I have always been interested in ASL since elementary school when my friends learned the alphabet and would "secretly" sign messages to each other. I was president of ASL club in high school, and there I learned about many of the struggles facing the Deaf community and the issue of their voice not being heard. One way that could give them a voice is if we developed efficient and accurate ASL translation, which is exactly what we sought out to do with this machine learning model.
What it does
This program uses machine learning to classify images depicting handshapes of the static (non-moving) letters of the alphabet in ASL. It splits the data we compiled in Google Drive into testing and training data, and trains a convolutional neural network to classify handshapes.
How we built it
We compiled a dataset of around 360 images (~15 per letter) of ASL handshapes in Google Drive. Then, using pytorch and Google Colab, were able to train this model on the Google Cloud GPU servers (in under 7 minutes!).
Challenges we ran into
Not many ASL handshape datasets are available on the internet so we made our own. Compiling the dataset took a lot of time.
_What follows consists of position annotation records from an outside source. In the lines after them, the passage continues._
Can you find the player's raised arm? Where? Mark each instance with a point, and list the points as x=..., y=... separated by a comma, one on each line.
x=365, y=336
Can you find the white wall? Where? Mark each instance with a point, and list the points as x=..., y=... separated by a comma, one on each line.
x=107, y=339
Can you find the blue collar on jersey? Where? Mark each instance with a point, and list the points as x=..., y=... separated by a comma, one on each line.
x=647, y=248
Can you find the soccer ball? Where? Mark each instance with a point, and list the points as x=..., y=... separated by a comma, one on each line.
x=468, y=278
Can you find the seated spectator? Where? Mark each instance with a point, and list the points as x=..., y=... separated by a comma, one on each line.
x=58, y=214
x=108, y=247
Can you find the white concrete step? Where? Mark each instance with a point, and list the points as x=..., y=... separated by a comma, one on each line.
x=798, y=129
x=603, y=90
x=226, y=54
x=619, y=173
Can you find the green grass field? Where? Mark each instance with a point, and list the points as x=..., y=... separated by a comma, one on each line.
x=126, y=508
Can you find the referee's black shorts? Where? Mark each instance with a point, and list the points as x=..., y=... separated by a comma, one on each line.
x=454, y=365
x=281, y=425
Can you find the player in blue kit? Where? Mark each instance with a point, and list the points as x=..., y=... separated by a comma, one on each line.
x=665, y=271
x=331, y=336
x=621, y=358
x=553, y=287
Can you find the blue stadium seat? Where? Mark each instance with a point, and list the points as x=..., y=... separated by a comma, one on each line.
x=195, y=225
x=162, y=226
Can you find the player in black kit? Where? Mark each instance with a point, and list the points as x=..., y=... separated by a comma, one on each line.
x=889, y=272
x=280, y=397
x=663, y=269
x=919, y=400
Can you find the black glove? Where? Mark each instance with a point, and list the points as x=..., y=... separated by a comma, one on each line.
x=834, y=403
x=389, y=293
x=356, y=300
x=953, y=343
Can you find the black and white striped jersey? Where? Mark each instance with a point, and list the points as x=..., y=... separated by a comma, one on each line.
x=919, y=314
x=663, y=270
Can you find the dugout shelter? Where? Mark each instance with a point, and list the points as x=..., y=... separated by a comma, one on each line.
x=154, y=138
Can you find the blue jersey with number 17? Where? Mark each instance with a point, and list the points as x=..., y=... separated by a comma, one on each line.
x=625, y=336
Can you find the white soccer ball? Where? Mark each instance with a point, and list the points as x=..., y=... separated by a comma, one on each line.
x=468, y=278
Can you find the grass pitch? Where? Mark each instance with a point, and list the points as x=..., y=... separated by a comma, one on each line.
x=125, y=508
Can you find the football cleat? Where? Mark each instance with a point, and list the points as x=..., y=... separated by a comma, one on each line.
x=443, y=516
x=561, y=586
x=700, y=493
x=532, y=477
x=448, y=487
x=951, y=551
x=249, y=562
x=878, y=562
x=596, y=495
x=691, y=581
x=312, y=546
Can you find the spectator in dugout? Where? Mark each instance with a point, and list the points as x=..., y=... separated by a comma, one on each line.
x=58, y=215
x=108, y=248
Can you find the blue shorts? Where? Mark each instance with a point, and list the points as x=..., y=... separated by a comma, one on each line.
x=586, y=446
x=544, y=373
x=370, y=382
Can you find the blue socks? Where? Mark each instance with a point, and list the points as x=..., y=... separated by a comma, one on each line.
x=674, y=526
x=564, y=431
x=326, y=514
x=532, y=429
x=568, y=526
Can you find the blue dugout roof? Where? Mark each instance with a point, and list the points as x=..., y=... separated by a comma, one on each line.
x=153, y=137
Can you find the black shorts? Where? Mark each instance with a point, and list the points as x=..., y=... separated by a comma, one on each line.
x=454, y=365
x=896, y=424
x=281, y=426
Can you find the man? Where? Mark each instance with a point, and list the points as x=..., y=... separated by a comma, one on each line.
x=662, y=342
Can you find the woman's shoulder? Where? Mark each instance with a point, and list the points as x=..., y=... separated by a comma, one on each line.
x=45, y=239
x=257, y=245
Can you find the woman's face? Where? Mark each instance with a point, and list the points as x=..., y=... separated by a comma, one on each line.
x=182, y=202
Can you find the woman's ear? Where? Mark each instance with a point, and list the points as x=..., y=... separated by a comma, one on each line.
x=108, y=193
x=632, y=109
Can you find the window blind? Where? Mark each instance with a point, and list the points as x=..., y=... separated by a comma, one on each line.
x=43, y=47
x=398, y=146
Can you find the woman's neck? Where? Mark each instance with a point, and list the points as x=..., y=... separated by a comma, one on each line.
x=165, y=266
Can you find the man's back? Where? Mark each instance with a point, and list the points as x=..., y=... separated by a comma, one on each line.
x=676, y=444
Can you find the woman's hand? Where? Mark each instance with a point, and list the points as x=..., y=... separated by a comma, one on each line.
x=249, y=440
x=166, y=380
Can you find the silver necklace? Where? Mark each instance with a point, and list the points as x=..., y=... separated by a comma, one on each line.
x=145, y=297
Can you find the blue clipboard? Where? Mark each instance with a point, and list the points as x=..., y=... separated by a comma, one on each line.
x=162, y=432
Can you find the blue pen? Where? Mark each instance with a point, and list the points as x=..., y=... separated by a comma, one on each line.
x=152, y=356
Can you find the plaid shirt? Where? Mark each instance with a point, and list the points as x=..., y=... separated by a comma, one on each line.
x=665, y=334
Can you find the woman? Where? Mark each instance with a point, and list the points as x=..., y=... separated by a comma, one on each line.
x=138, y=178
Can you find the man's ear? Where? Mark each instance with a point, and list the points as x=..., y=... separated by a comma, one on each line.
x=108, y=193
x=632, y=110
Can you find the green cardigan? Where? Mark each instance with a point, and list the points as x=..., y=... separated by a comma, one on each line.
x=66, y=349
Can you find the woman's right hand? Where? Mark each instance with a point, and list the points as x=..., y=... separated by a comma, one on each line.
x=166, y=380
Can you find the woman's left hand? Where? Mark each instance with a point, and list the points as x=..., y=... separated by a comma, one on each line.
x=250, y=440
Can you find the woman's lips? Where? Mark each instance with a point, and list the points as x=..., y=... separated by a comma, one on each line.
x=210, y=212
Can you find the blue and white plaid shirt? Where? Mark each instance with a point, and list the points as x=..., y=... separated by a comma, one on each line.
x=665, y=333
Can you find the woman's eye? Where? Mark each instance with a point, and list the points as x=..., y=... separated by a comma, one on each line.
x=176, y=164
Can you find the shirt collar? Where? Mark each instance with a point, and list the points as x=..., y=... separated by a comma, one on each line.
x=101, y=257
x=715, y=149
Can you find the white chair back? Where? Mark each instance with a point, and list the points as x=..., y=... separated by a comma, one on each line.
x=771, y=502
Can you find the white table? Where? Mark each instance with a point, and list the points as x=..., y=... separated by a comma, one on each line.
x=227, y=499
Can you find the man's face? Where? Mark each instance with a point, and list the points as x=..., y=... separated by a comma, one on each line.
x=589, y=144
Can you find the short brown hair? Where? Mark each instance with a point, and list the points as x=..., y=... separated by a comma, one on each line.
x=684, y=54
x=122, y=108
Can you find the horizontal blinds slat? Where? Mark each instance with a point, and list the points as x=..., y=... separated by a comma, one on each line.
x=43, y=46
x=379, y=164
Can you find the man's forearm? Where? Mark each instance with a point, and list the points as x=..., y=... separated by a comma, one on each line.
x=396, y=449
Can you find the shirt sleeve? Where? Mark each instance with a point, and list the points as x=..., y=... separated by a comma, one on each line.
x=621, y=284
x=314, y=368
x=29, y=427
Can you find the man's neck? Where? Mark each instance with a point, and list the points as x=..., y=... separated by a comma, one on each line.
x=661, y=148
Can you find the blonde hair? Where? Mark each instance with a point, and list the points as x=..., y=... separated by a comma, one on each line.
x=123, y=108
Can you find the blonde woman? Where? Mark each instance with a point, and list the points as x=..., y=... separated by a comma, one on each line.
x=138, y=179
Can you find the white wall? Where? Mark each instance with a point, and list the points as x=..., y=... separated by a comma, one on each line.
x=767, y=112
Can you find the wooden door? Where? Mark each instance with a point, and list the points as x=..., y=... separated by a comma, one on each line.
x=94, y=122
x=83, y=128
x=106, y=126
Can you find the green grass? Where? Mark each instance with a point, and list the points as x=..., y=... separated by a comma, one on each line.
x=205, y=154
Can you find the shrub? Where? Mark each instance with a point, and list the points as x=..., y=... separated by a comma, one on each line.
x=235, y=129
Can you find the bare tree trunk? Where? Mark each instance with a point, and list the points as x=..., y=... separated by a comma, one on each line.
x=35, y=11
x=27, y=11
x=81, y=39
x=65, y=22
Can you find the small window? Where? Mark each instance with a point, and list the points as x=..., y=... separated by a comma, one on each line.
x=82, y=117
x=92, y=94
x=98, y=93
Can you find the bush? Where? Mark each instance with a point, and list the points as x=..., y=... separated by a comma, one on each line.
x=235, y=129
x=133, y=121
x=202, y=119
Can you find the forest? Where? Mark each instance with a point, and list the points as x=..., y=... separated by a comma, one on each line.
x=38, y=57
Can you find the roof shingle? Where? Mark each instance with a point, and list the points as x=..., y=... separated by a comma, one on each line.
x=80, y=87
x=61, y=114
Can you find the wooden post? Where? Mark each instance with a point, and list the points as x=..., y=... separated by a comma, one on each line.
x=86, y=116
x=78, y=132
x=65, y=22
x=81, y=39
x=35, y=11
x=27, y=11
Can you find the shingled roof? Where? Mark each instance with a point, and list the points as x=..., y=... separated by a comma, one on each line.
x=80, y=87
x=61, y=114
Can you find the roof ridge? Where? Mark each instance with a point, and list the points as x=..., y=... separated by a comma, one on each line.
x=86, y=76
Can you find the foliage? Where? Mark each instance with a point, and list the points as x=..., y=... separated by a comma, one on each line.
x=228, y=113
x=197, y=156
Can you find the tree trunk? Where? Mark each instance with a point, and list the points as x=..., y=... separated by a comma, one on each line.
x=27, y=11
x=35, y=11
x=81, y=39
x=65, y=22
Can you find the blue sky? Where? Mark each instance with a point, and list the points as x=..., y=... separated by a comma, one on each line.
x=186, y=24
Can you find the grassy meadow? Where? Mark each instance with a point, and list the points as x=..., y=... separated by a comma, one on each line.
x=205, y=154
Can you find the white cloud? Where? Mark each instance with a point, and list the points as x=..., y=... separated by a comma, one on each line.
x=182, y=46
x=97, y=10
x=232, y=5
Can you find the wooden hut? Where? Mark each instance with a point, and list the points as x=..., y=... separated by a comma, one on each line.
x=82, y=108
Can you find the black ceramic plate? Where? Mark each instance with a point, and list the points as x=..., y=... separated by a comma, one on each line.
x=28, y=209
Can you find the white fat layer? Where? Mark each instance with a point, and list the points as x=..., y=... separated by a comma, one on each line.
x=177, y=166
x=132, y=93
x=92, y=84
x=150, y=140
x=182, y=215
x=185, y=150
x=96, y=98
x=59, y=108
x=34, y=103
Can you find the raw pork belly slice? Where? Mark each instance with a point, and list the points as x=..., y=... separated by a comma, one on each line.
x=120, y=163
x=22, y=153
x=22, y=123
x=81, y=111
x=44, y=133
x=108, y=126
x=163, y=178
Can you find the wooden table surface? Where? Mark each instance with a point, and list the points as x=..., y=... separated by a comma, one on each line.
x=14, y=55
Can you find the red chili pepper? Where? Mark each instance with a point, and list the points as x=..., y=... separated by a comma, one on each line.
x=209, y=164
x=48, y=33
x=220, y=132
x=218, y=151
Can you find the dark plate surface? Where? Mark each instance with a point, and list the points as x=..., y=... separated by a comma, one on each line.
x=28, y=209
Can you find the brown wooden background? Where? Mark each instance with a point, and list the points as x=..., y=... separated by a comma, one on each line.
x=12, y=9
Accomplishments that we're proud of
The accuracy of the model surprised us! Even with two convolutional layers in the model, it was able to learn and detect patterns in images that generalized pretty well to unseen images as well!
What we learned
It was both of our first times using Google Colab, so we learned a lot about that process. We learned how to use Google Colab to read files in from Google Drive and process them. Although I learned about CNN's in class theoretically, I had never built one before, so it was also both of our first times developing convolutional neural networks using pytorch, so a lot was learned!
What's next for ASL Alphabet Classifier with Convolutional Neural Networks
This was a preliminary example with only static images. We could expand with more handshapes, and then we could go onto the complex movement and dynamics of ASL. The potential for this is immense; imagine a person signing at a video camera and seeing a real time translation of what they are signing!